It is perhaps the breadth and depth of the funding that best evidences what the Victorian Treasurer, John Palls, has called the “government’s optimism” in the role that startups and SMEs will play in Victoria’s post-COVID economic recovery.

Here’s a breakdown of some of the more headline announcements.

R&D

The VIC Government has flagged a move into the R&D lending market by pledging $50 million for an R&D cash flow loans initiative.

Startups and SMEs claiming the federal government’s R&D Tax Incentive will be able to apply for low-interest loans from the State Government, covering up to 80 per cent of their forecast refundable tax offset.

$2 Billion Breakthrough Victoria Fund

In one of the most significant investments any government has made in innovation for many years, the Vics have allocated $2 billion to a Breakthrough Victoria Fund. The funding is to be spent over 10 years and will be focused on supporting R&D in local businesses in sectors in which Victoria is already strong, namely life sciences, food and agriculture, manufacturing, clean energy and digital technologies.

LaunchVic Receives $40 Million Boost

LaunchVic is Victoria’s start-up agency. Its role is to grow the broader start-up ecosystem by investing in programs, projects and organisations that support startups and help them scale. In welcoming the additional funding, the Chair of LaunchVic, Leigh Jasper, said this multi-million commitment was “a vote of confidence in Victorian Startups’” and recognition that “startups are proven job multipliers”. In this last respect, studies show that for every high skilled job a start-up creates, a further five jobs are generated in associated service sectors.  This is just one of the many spillover benefits of cultivating entrepreneurship.  

Two other funds established by LaunchVic – the Victorian Start-Up Capital Fund and the Women’s Angel Sidecar Fund – were also the beneficiaries of funding boosts.

Victorian Startup Capital Fund

The Victorian Startup Capital Fund will receive $60.5 million over three years to support early-stage startups. This will inject much needed early stage funding into the start-up and VC ecosystem and will go a long way towards ensuring promising start ups can scale and become the unicorns of the future. 

It’s expected that the government’s investment will be matched by private sector investors (e.g. high-net-worth individuals and super funds) which would mean that the fund’s size could well double within the next couple of years.

Women’s Angel Sidecar Fund

In exciting news, $10 million has been allocated to the new Women’s Angel Sidecar Fund which is dedicated to helping women-led startups gain more ready access to capital to grow and scale.. 

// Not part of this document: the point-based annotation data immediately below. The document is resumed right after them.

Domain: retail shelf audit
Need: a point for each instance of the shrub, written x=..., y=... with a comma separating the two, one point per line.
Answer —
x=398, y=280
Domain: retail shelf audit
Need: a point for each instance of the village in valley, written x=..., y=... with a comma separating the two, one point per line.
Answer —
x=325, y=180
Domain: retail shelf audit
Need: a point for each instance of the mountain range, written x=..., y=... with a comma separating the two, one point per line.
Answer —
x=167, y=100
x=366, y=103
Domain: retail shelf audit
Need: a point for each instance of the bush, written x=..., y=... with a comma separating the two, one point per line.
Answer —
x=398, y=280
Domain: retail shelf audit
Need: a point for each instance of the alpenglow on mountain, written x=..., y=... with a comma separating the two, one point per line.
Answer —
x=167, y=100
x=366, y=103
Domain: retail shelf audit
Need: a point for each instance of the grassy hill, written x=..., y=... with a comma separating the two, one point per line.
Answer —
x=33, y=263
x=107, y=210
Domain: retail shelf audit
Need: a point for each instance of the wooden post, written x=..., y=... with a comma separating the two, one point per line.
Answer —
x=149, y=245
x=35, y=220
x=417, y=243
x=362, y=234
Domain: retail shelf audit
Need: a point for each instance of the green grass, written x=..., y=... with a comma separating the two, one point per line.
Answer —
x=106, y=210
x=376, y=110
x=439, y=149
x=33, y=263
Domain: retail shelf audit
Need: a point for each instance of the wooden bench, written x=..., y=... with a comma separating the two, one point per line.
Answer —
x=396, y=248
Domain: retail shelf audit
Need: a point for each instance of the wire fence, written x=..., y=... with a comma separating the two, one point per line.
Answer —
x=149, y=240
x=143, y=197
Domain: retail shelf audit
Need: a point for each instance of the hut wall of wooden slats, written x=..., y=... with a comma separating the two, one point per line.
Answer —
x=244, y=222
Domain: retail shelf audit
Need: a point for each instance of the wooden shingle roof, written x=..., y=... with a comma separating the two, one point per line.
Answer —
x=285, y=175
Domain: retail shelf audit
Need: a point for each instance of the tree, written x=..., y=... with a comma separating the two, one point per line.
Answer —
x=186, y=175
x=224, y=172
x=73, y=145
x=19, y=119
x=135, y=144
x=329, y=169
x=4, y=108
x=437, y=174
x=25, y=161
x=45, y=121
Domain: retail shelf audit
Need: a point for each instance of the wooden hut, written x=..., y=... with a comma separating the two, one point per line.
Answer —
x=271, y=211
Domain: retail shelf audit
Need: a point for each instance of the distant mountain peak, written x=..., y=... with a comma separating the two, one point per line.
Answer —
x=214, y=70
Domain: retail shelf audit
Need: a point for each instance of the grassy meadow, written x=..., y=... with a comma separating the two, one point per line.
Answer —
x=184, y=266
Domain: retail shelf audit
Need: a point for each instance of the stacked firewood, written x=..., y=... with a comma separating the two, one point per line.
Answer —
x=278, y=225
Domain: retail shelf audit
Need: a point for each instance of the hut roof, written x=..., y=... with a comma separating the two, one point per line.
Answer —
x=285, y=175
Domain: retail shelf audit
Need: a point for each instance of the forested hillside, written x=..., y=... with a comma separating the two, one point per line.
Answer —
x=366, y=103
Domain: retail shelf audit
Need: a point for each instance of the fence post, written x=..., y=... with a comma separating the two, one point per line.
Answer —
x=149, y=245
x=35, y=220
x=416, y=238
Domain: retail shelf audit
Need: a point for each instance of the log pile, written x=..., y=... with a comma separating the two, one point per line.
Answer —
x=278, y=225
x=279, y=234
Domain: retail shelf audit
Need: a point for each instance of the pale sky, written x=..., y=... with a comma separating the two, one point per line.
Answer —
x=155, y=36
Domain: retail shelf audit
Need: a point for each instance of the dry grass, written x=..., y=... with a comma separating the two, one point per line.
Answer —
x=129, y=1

Again, it is expected that the private sector will match the funding, ultimately unlocking perhaps as much as $30 million in early stage funding, with up to $250,000 in co-investments on offer! 

Venture Growth Fund

Finally, the Victorian Government have announced that they will invest $25.7 million to establish a new Venture Growth Fund. This is intended to be an anchor investment that will encourage the private sector to tip in additional funds. The aim is address the challenge startups face accessing capital but the focus here will be on low interest loans, for which so many startups have difficulty in gaining approval. It is likely to be well received by founders who will now not necessarily have to make the difficult decision to surrender equity to scale.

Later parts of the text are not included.